EmpowerID includes default Multi-Operation activities that secure specific resource types. Generally, an operation in a Multi-Operation activity provides security for edits against a few EmpowerID properties on a resource object, such as a user account. Often, each EmpowerID property corresponds with an attribute of an Active Directory or LDAP object and is mapped to that object in a one-to-one relationship. Organizations can further subdivide the editing of specific attributes into even more granular operations in Workflow Studio if desired.

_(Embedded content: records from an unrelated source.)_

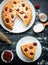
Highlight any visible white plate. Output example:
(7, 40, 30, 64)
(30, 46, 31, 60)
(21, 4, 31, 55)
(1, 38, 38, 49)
(16, 36, 42, 62)
(0, 0, 35, 33)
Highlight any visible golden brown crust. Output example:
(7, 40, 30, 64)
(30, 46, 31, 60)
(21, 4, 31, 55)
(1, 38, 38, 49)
(21, 43, 37, 60)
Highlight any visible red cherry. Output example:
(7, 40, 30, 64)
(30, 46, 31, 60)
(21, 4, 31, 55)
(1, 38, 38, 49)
(33, 42, 37, 46)
(20, 11, 24, 14)
(35, 4, 40, 9)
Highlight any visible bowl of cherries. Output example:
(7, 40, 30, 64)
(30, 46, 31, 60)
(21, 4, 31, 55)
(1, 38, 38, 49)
(1, 50, 14, 63)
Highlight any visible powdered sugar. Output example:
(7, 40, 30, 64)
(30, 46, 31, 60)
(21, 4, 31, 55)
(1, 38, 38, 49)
(33, 23, 44, 33)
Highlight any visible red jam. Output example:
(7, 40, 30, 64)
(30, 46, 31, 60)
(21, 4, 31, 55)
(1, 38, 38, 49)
(35, 4, 40, 9)
(3, 51, 12, 62)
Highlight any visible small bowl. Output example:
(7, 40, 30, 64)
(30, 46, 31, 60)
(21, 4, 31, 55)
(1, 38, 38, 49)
(33, 22, 44, 33)
(39, 13, 48, 22)
(1, 50, 14, 63)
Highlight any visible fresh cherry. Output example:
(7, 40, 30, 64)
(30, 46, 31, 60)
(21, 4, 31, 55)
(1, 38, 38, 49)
(3, 51, 12, 62)
(35, 3, 40, 9)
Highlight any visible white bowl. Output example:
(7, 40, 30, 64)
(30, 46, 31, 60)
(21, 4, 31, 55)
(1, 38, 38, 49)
(39, 13, 48, 22)
(1, 50, 14, 63)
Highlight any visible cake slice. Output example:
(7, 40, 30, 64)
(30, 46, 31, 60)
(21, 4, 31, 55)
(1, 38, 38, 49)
(21, 43, 37, 60)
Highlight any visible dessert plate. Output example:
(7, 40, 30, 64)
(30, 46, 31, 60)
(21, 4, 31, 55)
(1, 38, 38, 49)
(16, 36, 42, 62)
(0, 0, 35, 33)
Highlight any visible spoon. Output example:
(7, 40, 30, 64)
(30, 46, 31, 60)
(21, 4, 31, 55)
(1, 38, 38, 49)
(33, 22, 48, 33)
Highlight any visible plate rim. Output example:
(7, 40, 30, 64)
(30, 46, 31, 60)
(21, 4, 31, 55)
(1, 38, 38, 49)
(0, 0, 36, 33)
(16, 36, 42, 63)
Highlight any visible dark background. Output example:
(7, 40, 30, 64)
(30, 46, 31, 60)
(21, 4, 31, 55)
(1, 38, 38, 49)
(0, 0, 48, 65)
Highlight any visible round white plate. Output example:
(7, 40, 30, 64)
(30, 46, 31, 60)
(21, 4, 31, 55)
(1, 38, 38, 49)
(0, 0, 35, 33)
(16, 36, 42, 62)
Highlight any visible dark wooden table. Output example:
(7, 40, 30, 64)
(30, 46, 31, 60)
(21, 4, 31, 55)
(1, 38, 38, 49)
(0, 0, 48, 65)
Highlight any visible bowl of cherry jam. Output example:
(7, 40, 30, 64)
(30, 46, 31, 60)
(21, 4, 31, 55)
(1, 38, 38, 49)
(1, 50, 14, 63)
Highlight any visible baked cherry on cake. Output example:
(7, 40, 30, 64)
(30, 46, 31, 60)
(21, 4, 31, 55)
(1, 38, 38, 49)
(2, 0, 32, 30)
(21, 43, 37, 60)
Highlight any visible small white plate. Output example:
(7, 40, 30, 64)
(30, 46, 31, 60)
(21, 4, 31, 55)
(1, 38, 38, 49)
(0, 0, 35, 33)
(16, 36, 42, 62)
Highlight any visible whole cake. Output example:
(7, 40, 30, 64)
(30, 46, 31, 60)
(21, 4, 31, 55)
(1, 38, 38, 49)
(2, 0, 32, 30)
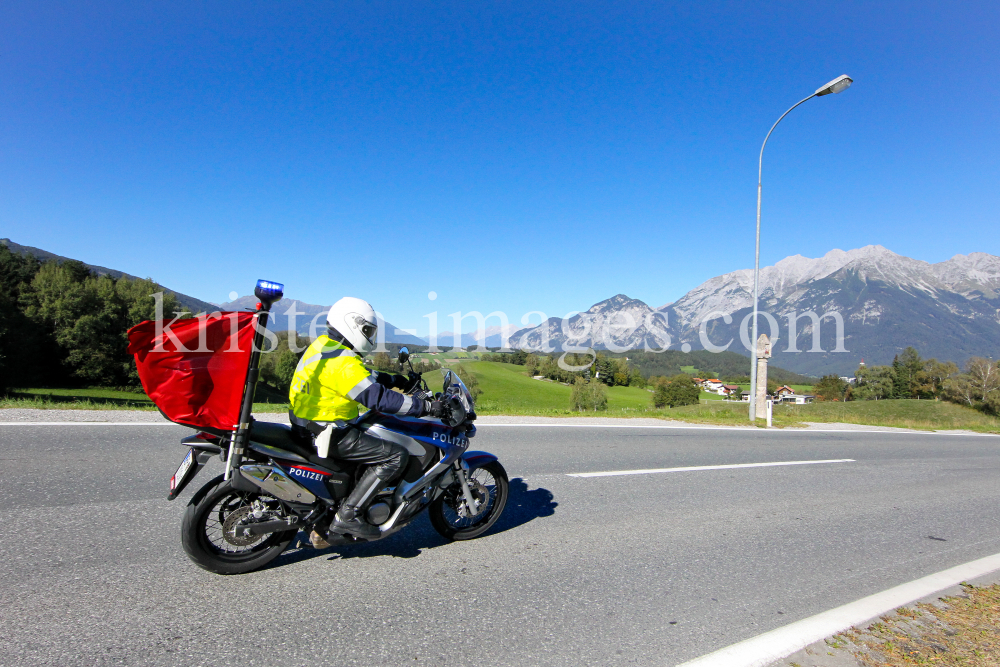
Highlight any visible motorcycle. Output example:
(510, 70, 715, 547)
(164, 282, 508, 575)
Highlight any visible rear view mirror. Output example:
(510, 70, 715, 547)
(398, 347, 410, 364)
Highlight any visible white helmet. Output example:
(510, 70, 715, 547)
(326, 297, 378, 355)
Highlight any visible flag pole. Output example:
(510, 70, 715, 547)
(224, 280, 283, 481)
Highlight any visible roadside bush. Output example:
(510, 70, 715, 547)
(371, 351, 392, 371)
(258, 331, 308, 394)
(570, 378, 607, 412)
(652, 374, 700, 408)
(985, 390, 1000, 416)
(454, 364, 482, 401)
(941, 357, 1000, 413)
(524, 354, 540, 376)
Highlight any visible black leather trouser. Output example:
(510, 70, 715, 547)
(330, 430, 410, 482)
(289, 414, 410, 482)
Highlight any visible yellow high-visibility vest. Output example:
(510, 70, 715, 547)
(288, 336, 371, 422)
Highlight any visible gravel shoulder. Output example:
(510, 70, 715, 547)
(767, 575, 1000, 667)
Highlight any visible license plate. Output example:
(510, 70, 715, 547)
(170, 450, 195, 492)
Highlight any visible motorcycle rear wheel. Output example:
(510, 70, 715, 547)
(181, 476, 297, 575)
(429, 461, 508, 541)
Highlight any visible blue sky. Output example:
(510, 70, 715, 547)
(2, 1, 998, 334)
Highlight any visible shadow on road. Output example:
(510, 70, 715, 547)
(490, 477, 557, 535)
(272, 477, 557, 567)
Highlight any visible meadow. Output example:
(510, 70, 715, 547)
(4, 361, 998, 433)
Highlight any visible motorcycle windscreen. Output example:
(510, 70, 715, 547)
(127, 312, 256, 435)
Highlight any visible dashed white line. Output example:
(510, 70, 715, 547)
(676, 551, 1000, 667)
(567, 458, 855, 478)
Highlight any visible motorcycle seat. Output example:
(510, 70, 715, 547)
(248, 420, 316, 461)
(248, 420, 354, 472)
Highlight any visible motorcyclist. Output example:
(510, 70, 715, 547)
(287, 297, 442, 545)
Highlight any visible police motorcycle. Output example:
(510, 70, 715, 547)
(168, 281, 508, 575)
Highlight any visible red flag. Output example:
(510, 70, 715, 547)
(127, 312, 256, 434)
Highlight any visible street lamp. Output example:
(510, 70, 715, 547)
(748, 75, 853, 421)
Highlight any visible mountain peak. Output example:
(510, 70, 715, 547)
(847, 244, 893, 257)
(588, 294, 646, 313)
(659, 245, 1000, 329)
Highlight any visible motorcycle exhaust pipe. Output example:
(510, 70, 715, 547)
(238, 518, 299, 537)
(239, 464, 317, 504)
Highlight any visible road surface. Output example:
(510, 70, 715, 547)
(1, 421, 998, 665)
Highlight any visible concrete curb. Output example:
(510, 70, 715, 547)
(678, 553, 1000, 667)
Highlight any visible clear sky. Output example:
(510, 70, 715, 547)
(2, 1, 998, 334)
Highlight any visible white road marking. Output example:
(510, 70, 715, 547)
(568, 458, 855, 478)
(0, 422, 177, 426)
(0, 421, 995, 437)
(676, 551, 1000, 667)
(478, 423, 999, 436)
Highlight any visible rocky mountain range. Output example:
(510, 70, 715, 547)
(212, 296, 427, 347)
(9, 237, 998, 375)
(504, 246, 1000, 376)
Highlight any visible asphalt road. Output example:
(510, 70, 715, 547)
(1, 422, 999, 666)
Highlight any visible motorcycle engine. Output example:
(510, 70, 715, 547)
(366, 502, 391, 525)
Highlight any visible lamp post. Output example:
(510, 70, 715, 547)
(749, 75, 852, 421)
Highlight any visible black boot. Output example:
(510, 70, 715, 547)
(330, 468, 386, 539)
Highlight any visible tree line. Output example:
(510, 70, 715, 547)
(370, 351, 442, 376)
(0, 244, 182, 393)
(0, 245, 446, 400)
(832, 347, 1000, 414)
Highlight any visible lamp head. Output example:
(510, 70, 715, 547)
(815, 74, 853, 96)
(254, 279, 284, 308)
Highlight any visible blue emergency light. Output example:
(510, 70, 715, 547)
(254, 279, 284, 307)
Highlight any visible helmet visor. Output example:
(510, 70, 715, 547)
(359, 320, 377, 343)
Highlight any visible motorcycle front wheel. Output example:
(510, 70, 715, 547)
(429, 461, 508, 540)
(181, 476, 298, 575)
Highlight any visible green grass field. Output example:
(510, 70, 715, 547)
(446, 362, 1000, 432)
(455, 361, 657, 416)
(2, 386, 290, 413)
(3, 387, 157, 409)
(4, 364, 997, 433)
(778, 399, 1000, 433)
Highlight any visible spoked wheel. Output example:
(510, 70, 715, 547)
(181, 476, 297, 575)
(429, 461, 508, 541)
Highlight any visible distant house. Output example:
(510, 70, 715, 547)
(702, 379, 726, 394)
(775, 385, 795, 397)
(722, 384, 740, 397)
(781, 394, 815, 404)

Operations and EmpowerID Windows Events

EmpowerID maintains a record of all operations executed within any given workflow. These records can be viewed in the Workflow Operation Audit Log as well as in the AuditLogOperation table of the EmpowerID Identity Warehouse. Furthermore, each time a person attempts to execute an operation for which they do not have the necessary delegations, EmpowerID writes an event to the Windows Event Viewer with an EventID falling in the 419-435 range. These events are formatted as follows:

Event 435: Person: Vince LoPresti (PersonID: 3128) does not have access to the operation: Add Account To Group for the following resources: ResourceID: 1733569; ResourceTypeID 2; Name: Vince LoPresti; ResourceID: 1733999; ResourceTypeID: 10; Name: HR New York *(Workflow Execution AppDomain) - /EmpowerIDWorkflowService_WorkerProcess.exe.

In this format, we see the following:

The person who attempted the operation without proper access
The operation attempted
The resources involved in the operation

Event 437: Sent email to VinceLoPresti@tdnfdemo.com Subject RequestID: 223 Approved - Add Account: Vince LoPresti to Group: HR New York *(Workflow Execution AppDomain) - /EmpowerIDWorkflowService_WorkerProcess.exe

In this format, we see the following:

The email was successfully sent to a specific email address, which is bound to the person making the request
The operation(s) approved; in this case, the request to join Vince LoPresti's account to the HR New York group was approved.

This information helps organizations monitor and audit activities within EmpowerID, providing insights into attempted and approved operations, as well as the resources and individuals involved.